Für das Verlangen nach einer Revision der Bergedorfer Deichordnung kann man durchaus Verständnis haben: als sie in Kraft trat, war Bergedorf noch beiderstädtischer Besitz, die Aufteilung des bergedorfischen Kamps an die alteingesessenen „46er“ war noch nicht erfolgt (siehe hierzu Geerd Dahms, Bergedorf. Altes neu entdeckt, S. 54ff.), und die dort erfolgte Industrialisierung in ferner Zukunft (siehe den Beitrag zum Kamp).
Gegen Ende des 19. Jahrhunderts hatte die Industrie das Vieh vom Kamp verdrängt, und vor allem nach dem Ende des (Ersten) Weltkriegs nahm der Verkehr immens zu, was die im wesentlichen unveränderten Deiche aus dem 18. Jahrhundert überforderte: die schnelleren und schwereren Lastkraftwagen beschädigten die Deichkronen, und die Schiffschrauben der Schlepper auf dem Schleusengraben gefährdeten die Stabilität der Deichböschungen.
Angesichts dieser Lage beantragte der Stadtvertreter Rümcker, die Stadt solle die Unterhaltspflicht für den Kampdeich übernehmen.

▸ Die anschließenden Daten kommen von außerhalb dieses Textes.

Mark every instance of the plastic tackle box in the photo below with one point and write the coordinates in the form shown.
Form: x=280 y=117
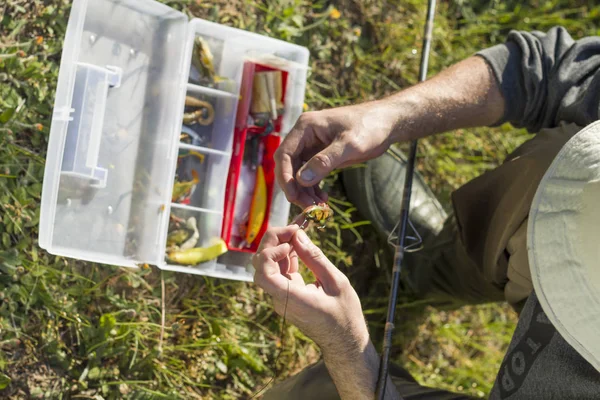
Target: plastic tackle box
x=116 y=141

Das war sicher nicht ganz selbstlos: seine Stuhlrohrfabrik (Rümcker & Ude) lag zwischen Weidenbaumsweg und Kampdeich …
Parallelität der Ereignisse: die Landherrenschaft arbeitete schon an einer neuen Deichordnung – vielleicht wurde Rümckers Antrag deshalb mit knapper Mehrheit abgelehnt (BZ vom 31. Januar 1925).
Aus Hamburger Sicht war die Deichordnung offenbar nicht dringend – man setzte dort andere Prioritäten und musste am Jahresende einräumen, dass das Vorhaben „wegen Arbeitsüberbürdung“ (BZ vom 21. Dezember 1925) noch nicht abgeschlossen war, und auch Jahre später war die alte Vorschrift noch in Kraft (siehe z.B. BZ vom 29. Mai 1931).
Die Deichordnung von 1725 ist online zugänglich, ebenso eine Schilderung der Probleme an den Bergedorfer Binnendeichen vor 1725 bis 1772: beides findet man in der Sammlung der hamburgischen Gesetze und Verfassungen … samt historischen Einleitungen. Der Eilfte Theil (S. 286-311).